Defining Rewards: the classic risk of RL systems, reward hacking, where the designer and agent negotiate behaviors based on a specific function. In the real world, this can often result in unexpected and exploitative behavior.
Pruning Information: a common practice in RL research is to change the environment to fit your needs. In the real world, modifying the environment is changing the information flow from the environment to your agent. Doing so can dramatically change what the reward function means for your agent and offload risk to external systems.
Training Multiple Agents: little is known how learning systems will interact. When their relative concentration increases, the terms defined in their optimization can re-wire norms and values encoded in the application domains.

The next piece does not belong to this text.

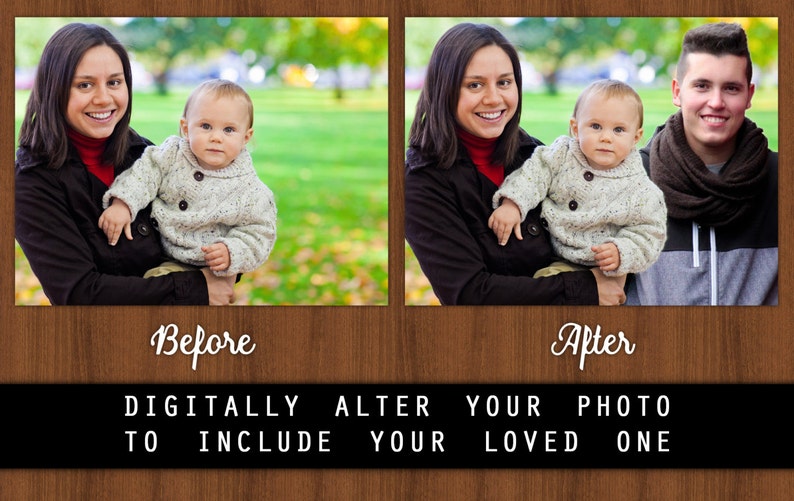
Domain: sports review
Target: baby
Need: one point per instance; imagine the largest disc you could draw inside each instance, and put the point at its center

The TL;DR - Reward Reporting
We propose Reward Reports, a new form of documentation that foregrounds the societal risks posed by automated decision-making systems (ADS), whether explicitly or implicitly construed as RL. Building on proposals to document datasets and models, we focus on reward functions: the objective that guides optimization decisions in feedback- laden systems. Reward Reports comprise questions that highlight the promises and risks entailed in defining what is being optimized in an AI system, and are intended as living documents that dissolve the distinction between ex- ante specification and ex-post harm. As a result, Reward Reports provide a framework for ongoing deliberation and accountability after a system is deployed.
(more forthcoming on this soon)
Where do I start?
Here I provide some guidance on where you should start if you have different backgrounds and goals around RL systems:
I am a technical expert looking to understand the risks...
The most substantial section of our paper, “A Topology of Choices and Risks in RL Design” will translate common practice of RL engineers and researchers into clear mechanisms for action that impact the domain of interest and users.
I am interested in learning what RL really encompasses...
Start from the beginning! The “Introduction” gives an excellent overview on what makes RL click. This was one of the most enjoyable sections to create and would be very useful material for any introductory AI course.
I have a deep understanding of RL but have not thought about applying it to critical domains...
We have a specific section dedicated to walking through how risks emerge in three application domains: social media recommendations, vehicle transportation, and energy infrastructure.
I am a policymaker looking for your recommendation...
Honestly, we hope you read the whole thing, but the governance mechanisms can give you a TL;DR on the necessary actions.
I am curious on your thoughts of the future of RL research...
The appendix it is. Explore ideas such as how offline RL breaks feedback loops and where the model-based vs. model-free debate will engage with society.